Puluhan ribu orang turun ke jalan di Yangon, kota terbesar Myanmar untuk hari kelima berturut-turut pada hari Rabu (10/02/2021), menentang larangan protes ketika militer bergerak untuk memperketat cengkeramannya di negara itu.
Massa menuntut pembebasan Aung San Suu Kyi, menghadapi polisi yang berusaha untuk membubarkan kerumunan dengan gas air mata dan peluru karet. Peningkatan kekuatan militer sejak terjadinya kudeta di negara itu pekan lalu memicu kecaman internasional, apalagi setelah insiden petugas melepaskan tembakan langsung pada satu demonstrasi di ibu kota Naypyidaw tersebar luas.
Dua orang terluka parah dalam insiden tersebut, termasuk seorang wanita yang ditembak di kepala.
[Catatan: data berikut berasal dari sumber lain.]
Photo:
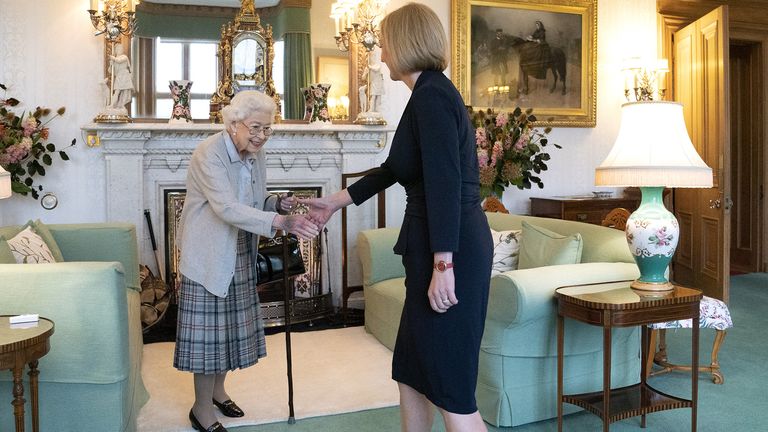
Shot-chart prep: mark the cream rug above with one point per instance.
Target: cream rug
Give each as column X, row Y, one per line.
column 334, row 371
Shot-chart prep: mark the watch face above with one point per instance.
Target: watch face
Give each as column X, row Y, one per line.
column 49, row 201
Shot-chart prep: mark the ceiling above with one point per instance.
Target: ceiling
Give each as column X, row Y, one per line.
column 222, row 3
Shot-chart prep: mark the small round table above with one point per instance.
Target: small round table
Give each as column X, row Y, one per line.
column 22, row 344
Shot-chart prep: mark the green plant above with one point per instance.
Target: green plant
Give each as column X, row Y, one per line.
column 24, row 152
column 510, row 150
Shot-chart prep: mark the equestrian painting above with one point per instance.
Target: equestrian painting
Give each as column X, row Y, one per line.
column 529, row 54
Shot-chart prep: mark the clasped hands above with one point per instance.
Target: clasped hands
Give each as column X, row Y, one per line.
column 441, row 293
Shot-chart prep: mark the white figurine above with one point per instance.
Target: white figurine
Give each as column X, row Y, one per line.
column 122, row 80
column 375, row 80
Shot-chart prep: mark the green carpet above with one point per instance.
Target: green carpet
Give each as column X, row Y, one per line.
column 738, row 405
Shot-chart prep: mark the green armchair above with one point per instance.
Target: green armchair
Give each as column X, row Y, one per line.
column 90, row 380
column 517, row 380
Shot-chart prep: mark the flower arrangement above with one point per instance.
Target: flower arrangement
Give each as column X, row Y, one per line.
column 23, row 151
column 510, row 150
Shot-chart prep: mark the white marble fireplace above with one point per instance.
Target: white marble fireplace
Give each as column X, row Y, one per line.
column 142, row 160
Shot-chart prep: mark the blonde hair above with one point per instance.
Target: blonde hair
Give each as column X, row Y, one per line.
column 245, row 104
column 414, row 39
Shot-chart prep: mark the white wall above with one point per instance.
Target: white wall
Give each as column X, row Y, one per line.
column 49, row 56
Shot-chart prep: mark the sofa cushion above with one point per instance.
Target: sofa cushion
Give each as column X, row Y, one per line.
column 6, row 256
column 29, row 248
column 541, row 247
column 41, row 230
column 506, row 248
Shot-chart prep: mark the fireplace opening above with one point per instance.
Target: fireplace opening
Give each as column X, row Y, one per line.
column 308, row 300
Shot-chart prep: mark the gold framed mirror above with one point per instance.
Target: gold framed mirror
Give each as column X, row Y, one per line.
column 245, row 54
column 180, row 41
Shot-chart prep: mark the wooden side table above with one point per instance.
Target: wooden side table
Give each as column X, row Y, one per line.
column 580, row 208
column 20, row 345
column 615, row 304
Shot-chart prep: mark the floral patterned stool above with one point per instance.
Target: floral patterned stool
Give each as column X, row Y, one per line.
column 714, row 314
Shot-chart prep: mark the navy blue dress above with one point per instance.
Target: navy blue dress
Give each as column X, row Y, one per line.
column 433, row 157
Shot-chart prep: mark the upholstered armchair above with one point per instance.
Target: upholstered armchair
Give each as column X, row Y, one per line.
column 90, row 380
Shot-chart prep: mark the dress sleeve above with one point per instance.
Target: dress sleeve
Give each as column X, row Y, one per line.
column 438, row 137
column 371, row 184
column 210, row 174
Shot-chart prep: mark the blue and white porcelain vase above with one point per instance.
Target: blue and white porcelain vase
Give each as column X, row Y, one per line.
column 180, row 90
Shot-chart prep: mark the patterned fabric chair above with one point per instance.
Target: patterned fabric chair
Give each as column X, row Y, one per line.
column 714, row 314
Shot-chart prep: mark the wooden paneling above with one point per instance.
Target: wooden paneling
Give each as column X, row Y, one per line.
column 746, row 133
column 700, row 84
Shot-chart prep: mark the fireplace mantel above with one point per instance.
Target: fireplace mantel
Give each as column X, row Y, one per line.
column 144, row 159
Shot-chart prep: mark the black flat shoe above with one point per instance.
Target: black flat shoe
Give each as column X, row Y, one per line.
column 216, row 427
column 229, row 408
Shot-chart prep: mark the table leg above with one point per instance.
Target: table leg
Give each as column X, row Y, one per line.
column 606, row 379
column 695, row 370
column 18, row 398
column 33, row 373
column 560, row 347
column 645, row 349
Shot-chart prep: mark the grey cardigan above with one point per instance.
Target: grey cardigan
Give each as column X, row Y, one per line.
column 212, row 214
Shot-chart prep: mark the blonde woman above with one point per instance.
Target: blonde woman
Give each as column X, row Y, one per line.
column 226, row 209
column 445, row 241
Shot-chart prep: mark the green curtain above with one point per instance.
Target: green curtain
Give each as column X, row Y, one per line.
column 297, row 72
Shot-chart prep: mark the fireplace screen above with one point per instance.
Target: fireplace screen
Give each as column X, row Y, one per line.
column 308, row 300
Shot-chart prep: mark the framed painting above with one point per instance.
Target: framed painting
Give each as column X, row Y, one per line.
column 528, row 54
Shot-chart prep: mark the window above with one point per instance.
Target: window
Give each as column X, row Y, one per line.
column 194, row 61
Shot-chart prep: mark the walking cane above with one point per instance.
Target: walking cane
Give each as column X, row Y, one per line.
column 287, row 307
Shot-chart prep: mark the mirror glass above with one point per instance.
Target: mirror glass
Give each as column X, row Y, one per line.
column 248, row 62
column 178, row 40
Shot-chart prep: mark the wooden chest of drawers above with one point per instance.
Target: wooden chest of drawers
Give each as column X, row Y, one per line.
column 579, row 208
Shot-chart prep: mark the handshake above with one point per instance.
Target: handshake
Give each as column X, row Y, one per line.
column 309, row 225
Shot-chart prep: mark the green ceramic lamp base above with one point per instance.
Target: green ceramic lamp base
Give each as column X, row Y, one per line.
column 652, row 235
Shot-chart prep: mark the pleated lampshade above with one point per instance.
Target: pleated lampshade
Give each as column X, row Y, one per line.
column 653, row 149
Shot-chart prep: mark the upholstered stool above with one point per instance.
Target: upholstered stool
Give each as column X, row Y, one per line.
column 713, row 313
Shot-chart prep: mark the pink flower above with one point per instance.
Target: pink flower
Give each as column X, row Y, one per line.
column 496, row 152
column 482, row 142
column 502, row 119
column 523, row 141
column 482, row 158
column 30, row 126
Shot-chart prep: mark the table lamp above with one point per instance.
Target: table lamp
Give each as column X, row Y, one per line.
column 5, row 183
column 653, row 151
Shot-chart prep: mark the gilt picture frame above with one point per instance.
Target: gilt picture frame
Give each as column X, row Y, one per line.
column 528, row 54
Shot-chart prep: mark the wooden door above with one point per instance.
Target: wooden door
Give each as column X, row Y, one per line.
column 746, row 156
column 700, row 62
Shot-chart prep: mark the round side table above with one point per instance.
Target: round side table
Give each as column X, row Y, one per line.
column 24, row 344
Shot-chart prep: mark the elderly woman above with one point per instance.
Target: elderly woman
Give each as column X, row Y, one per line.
column 226, row 209
column 445, row 240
Gambar yang menggambarkan dirinya pada saat-saat setelah dia ditembak pada hari Rabu muncul di spanduk protes besar dan telah dibagikan secara luas secara online.
"Mereka dapat menembak seorang wanita muda tetapi mereka tidak dapat mencuri harapan dan ketetapan hati orang-orang yang bertekad," cuit salah satu anggota PBB Tom Andrews di Twitter pada Rabu.
Massa besar-besaran kembali ke jalan-jalan Yangon pada hari Rabu, di mana sehari sebelumnya mereka berhadapan dengan barisan polisi anti huru hara yang berdiri di samping truk meriam air dekat kediaman Aung San Suu Kyi.
Melansir dari Channel New Asia, Aung San Suu Kyi ditahan pada hari Selasa bersama dengan 30 orang lainnya-termasuk seorang jurnalis dari penyiar lokal DVB. Penangkapan mereka di kota terbesar kedua Myanmar terjadi ketika polisi menembakkan gas air mata ke pengunjuk rasa yang mengibarkan bendera NLD merah.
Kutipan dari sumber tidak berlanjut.